Am 26.07.2013 16:26, schrieb Bart Goddard: > William Elliot <firstname.lastname@example.org> wrote in > news:Pine.NEB.email@example.com: > >> How do we find the shortest distance between two lines L, L' in R^3 > > Each line has a direction vector. The cross product n of the two > direction vectors is perpendicular to both lines. Pick a point > on each line, P and Q. The projection of the vector from P to Q > onto the vector n is the distance.

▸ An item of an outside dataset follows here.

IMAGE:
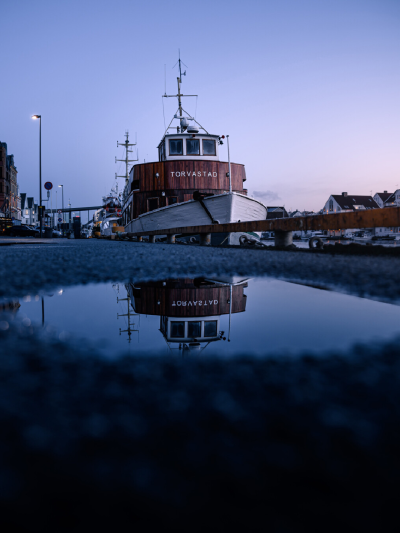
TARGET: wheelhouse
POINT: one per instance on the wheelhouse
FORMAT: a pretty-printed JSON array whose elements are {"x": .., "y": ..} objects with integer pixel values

That's nice and simple. However the situation in R^3 seems to be special:
Let L: s -> v0 + s*v, L': t -> w0 + t*w. Suppose v and w aren't parallel then there are exactly two unit vectors n1 and n2 that are perpendicular to v and w. Furthermore n1 = -n2. You can compute them easily via the vector (cross) product in R3: n1,n2 = +- (vxw)/norm(vxw). Then the distance D(L,L') between the lines L and L' is given by
(A): D(L,L') = |<vxw,v0-w0>/(norm(vxw))|, <,> the scalar product.
Again, what makes this special is that in R^3 you only have one line through the origin which is perpendicular to the plane spanned by v and w. In R^n this is a hyperplane of dimension n-2.
On the other hand, using variational principles it is easy to compute D(L,L') for all n>=2 just using the euclidean structure, i.e. scalar products. I got the following general result (using Matlab-Notation for matrices and vectors):
Let L: s -> v0 + s*v, L': t -> w0 + t*w be non-parallel lines. Let M=[<w,w>,<v,w> ; <v,w>,<v,v>]/(<v,v><w,w> - <v,w>^2), [S;T] = M*[<v,w0-v0>;<w,v0-w0>].
Then D(L,L') = norm(v0+S*v-(w0+T*w)).
(I derived this in the accompanying thread). This even works for n=2, giving D(L,L')=0.
************ Question: Is there a generalization of the vector-product solution (A) to higher dimensional euclidean space R^n, n>3 using some sort of generalized vector-product? ************